ConocoPhillips CEO Stalks Capitol Hill as Lawmakers Consider Keystone XL
Ryan Lance, the chief executive office of ConocoPhillips, was walking the hall of Congress as lawmakers debated the Keystone XL, a key priority for the company, which owns a significant stake in Canadian tar sands. TransCanada has disclosed that ConocoPhillips is slated to ship tar sands oil using the Keystone XL pipeline.
“Ryan’s as comfortable on an oil rig in the Gulf of Mexico or in Malaysia as he is walking the halls of Congress, as he’s been doing over the last couple of days,” noted former Assistant Secretary of Defense Richard Armitage, speaking at an event with Lance at the Center for Strategic and International Studies last week. Armitage now serves on the board of ConocoPhillips.
On January 9th, the House of Representatives voted to force approval of the controversial pipeline. Though President Barack Obama has made clear that he would veto the bill, all eyes are on the U.S. Senate, which is set to pass the bill.

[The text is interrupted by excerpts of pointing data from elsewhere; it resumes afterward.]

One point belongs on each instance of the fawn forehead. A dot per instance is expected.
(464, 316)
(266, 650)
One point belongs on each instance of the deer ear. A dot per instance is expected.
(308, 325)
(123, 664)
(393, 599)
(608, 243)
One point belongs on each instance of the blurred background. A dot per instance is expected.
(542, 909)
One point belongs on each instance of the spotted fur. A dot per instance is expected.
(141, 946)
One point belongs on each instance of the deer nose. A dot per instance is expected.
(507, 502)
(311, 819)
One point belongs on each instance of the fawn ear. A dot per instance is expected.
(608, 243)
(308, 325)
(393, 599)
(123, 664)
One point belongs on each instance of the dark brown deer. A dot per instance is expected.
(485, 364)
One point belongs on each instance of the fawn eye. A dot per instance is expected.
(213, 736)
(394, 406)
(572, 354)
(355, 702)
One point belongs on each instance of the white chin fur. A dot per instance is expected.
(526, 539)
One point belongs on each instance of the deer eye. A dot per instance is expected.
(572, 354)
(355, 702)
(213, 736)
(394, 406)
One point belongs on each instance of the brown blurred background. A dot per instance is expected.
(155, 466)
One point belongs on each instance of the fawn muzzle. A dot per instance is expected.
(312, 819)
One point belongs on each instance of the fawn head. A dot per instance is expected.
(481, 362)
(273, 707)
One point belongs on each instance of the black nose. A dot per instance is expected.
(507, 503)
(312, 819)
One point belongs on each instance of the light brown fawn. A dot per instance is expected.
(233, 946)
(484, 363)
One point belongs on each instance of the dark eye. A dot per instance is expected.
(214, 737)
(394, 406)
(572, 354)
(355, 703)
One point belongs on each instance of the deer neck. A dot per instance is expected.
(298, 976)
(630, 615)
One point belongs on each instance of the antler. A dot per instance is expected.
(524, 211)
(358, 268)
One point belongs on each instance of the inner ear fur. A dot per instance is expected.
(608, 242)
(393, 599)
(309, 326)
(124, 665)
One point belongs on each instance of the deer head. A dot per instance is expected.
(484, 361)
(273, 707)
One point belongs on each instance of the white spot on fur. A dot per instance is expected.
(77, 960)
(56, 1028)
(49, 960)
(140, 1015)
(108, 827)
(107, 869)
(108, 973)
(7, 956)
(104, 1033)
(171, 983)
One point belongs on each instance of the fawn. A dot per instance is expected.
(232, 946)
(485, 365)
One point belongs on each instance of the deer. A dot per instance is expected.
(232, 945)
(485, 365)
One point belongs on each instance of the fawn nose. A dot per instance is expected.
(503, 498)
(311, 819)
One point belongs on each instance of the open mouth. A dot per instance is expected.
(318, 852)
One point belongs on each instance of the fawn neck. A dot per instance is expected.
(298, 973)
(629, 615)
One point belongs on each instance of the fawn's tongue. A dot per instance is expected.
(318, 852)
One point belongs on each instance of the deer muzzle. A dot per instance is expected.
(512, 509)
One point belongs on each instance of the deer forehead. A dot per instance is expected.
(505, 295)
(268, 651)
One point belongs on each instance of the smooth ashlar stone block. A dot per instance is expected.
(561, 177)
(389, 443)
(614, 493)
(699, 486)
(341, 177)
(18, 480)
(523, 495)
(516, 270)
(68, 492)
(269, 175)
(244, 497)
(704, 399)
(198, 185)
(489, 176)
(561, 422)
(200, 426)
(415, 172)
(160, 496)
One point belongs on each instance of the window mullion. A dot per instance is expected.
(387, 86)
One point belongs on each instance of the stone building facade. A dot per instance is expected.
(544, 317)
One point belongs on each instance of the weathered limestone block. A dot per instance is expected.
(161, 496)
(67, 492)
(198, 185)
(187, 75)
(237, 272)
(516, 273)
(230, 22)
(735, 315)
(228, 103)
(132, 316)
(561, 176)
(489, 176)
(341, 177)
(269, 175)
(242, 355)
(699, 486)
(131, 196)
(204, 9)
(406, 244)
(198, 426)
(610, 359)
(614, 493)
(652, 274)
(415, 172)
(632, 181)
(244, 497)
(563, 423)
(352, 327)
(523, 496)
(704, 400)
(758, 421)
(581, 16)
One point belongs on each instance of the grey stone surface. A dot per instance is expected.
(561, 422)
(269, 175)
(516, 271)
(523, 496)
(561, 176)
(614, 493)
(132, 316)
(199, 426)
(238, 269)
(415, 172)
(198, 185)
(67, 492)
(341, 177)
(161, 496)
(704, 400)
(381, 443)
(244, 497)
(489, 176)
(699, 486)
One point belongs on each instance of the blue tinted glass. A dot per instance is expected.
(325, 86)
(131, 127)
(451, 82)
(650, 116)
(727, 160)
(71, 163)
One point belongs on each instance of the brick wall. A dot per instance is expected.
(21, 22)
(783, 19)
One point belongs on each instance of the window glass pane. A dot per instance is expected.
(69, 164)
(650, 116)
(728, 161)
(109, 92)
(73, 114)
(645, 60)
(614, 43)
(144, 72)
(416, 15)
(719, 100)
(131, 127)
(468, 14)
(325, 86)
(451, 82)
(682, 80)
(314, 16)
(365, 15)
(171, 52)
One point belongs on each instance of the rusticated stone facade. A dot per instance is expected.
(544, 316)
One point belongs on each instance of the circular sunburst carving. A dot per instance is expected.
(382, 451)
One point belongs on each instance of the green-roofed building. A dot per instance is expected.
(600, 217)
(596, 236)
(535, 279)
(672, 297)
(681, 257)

Fossil fuel interests that stand to gain from approval of the pipeline have pressured legislators in a myriad of ways, from funding grassroots petition drives, airing television advertisements, hiring lobbyists, and even retaining senior Democratic officials with access to power in the White House, such as Anita Dunn, a closer Obama advisor.
As observers have noted, the 2014 midterm elections were filled with the most untraceable campaign money in modern history. The new 114th Congress appears particularly focused on energy and Wall Street-related issues, leading some to wonder if these industries provided the secret campaign cash necessary for lawmakers to win reelection.

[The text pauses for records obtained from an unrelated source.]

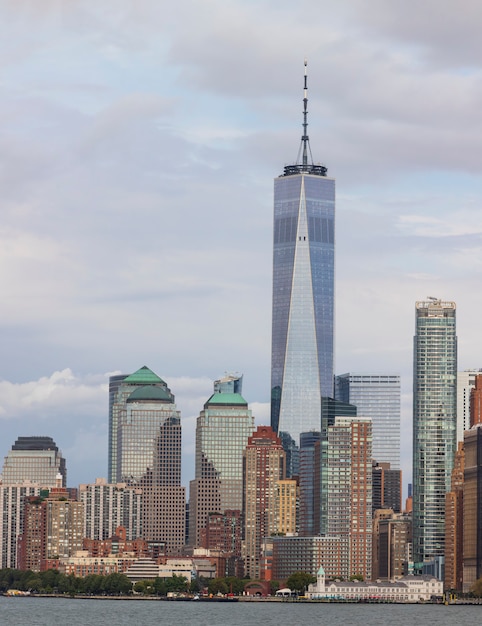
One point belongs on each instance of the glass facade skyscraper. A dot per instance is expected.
(36, 459)
(376, 396)
(434, 423)
(303, 294)
(145, 451)
(222, 431)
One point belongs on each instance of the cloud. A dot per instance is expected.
(136, 164)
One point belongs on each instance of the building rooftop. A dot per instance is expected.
(227, 399)
(151, 392)
(144, 376)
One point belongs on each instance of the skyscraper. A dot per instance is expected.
(303, 292)
(263, 468)
(146, 428)
(222, 432)
(434, 423)
(349, 489)
(376, 396)
(465, 383)
(120, 388)
(35, 459)
(108, 506)
(472, 507)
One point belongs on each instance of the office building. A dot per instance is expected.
(222, 431)
(35, 459)
(287, 504)
(307, 554)
(146, 428)
(349, 489)
(472, 507)
(392, 536)
(454, 524)
(376, 396)
(307, 481)
(263, 468)
(120, 389)
(303, 292)
(476, 402)
(107, 506)
(465, 384)
(434, 424)
(386, 487)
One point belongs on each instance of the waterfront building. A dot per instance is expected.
(35, 459)
(117, 544)
(263, 468)
(392, 537)
(349, 489)
(12, 504)
(454, 524)
(82, 564)
(121, 386)
(307, 480)
(222, 431)
(110, 505)
(223, 533)
(434, 424)
(303, 292)
(465, 384)
(476, 402)
(330, 409)
(376, 396)
(52, 530)
(408, 589)
(472, 507)
(146, 428)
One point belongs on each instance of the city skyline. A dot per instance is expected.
(137, 219)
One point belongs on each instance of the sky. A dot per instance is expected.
(139, 141)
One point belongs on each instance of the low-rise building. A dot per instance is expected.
(408, 589)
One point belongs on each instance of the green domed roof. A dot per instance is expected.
(143, 376)
(151, 393)
(227, 399)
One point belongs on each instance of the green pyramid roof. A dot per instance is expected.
(227, 399)
(144, 376)
(151, 392)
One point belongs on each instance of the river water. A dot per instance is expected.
(70, 612)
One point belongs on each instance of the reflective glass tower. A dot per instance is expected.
(376, 396)
(222, 432)
(303, 292)
(434, 423)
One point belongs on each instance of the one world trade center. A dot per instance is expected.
(303, 292)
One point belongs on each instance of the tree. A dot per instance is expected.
(218, 585)
(299, 581)
(477, 588)
(274, 586)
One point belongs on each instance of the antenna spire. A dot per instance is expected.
(302, 166)
(305, 140)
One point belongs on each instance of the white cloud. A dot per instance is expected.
(136, 165)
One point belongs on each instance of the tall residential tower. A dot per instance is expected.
(303, 292)
(434, 423)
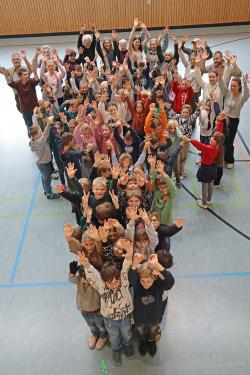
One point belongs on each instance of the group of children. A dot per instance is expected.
(116, 120)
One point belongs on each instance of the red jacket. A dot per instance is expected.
(181, 97)
(209, 153)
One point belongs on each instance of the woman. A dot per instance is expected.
(52, 77)
(233, 102)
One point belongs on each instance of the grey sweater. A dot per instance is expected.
(41, 147)
(233, 105)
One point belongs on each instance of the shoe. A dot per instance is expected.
(129, 351)
(92, 342)
(152, 348)
(143, 348)
(100, 343)
(117, 358)
(53, 196)
(55, 175)
(200, 204)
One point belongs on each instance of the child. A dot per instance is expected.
(149, 284)
(163, 231)
(88, 302)
(183, 93)
(42, 149)
(207, 171)
(163, 195)
(175, 137)
(145, 238)
(116, 301)
(185, 121)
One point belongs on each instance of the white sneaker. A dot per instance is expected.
(200, 204)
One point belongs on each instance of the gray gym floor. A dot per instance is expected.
(207, 324)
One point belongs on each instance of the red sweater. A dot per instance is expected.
(181, 97)
(209, 153)
(26, 93)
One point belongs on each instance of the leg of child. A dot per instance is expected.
(204, 186)
(210, 191)
(218, 176)
(89, 319)
(126, 331)
(113, 328)
(183, 157)
(46, 171)
(154, 336)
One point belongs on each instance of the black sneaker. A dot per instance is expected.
(53, 196)
(152, 349)
(129, 351)
(117, 358)
(143, 348)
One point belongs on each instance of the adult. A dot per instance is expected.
(26, 90)
(52, 77)
(87, 42)
(16, 59)
(234, 99)
(220, 62)
(196, 47)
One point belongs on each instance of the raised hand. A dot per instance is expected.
(68, 231)
(93, 232)
(71, 171)
(73, 267)
(98, 158)
(103, 234)
(82, 259)
(131, 213)
(85, 201)
(60, 188)
(160, 167)
(23, 54)
(114, 199)
(115, 171)
(179, 222)
(144, 216)
(245, 78)
(82, 29)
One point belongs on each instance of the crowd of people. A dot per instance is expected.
(115, 124)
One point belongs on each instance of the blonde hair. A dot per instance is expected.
(145, 270)
(100, 181)
(172, 123)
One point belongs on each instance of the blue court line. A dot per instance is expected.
(24, 229)
(180, 277)
(33, 285)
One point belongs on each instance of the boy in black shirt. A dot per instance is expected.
(148, 282)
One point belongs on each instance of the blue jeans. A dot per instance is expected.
(46, 170)
(119, 332)
(27, 116)
(95, 323)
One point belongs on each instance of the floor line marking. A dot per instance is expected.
(24, 229)
(177, 277)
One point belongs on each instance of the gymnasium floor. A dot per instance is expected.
(207, 324)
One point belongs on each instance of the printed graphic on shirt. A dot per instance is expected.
(147, 300)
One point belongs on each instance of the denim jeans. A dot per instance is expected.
(46, 170)
(95, 323)
(27, 116)
(119, 332)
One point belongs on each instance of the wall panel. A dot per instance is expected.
(33, 17)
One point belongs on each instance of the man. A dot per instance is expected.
(26, 91)
(16, 59)
(220, 62)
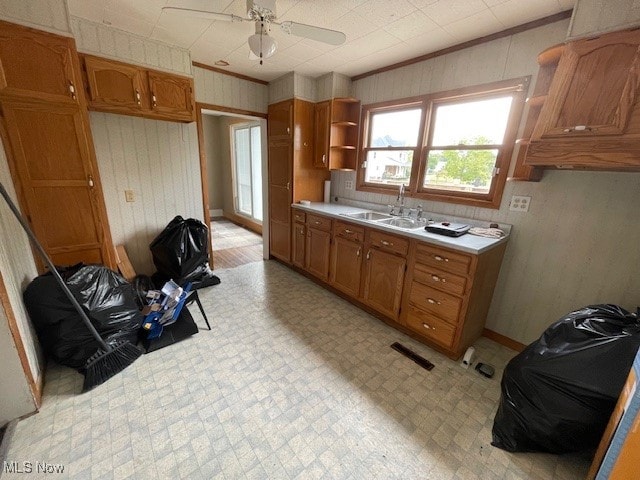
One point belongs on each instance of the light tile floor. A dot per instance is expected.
(292, 383)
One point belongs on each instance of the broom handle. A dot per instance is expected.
(53, 270)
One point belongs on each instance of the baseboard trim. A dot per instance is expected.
(503, 340)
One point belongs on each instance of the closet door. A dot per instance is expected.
(60, 193)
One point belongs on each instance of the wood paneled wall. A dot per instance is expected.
(157, 160)
(104, 41)
(215, 88)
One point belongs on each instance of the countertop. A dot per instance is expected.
(466, 243)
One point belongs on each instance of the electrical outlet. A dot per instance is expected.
(519, 203)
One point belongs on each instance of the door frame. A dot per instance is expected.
(204, 108)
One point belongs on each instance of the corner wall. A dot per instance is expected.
(578, 243)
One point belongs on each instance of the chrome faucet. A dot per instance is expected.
(401, 199)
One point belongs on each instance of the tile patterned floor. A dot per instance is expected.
(226, 234)
(292, 383)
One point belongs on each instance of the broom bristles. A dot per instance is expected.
(103, 365)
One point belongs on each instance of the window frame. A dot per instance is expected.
(518, 86)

Asked by Republic Report if his firm donated to any undisclosed campaign entities, such as a 501c(4) non-profit or trade association, Lance did not address the question directly. “Well, we publicize all of our contributions. You can go find them on our website or with Congress, what they publicize.”
But the ConocoPhillips website only lists donations during calendar year 2013, which shows the company gave $126,700 to federal candidates. In addition, the company website says it “generally” avoids funding SuperPACs or undisclosed trade association campaign efforts, but does not provide more clarity beyond that statement.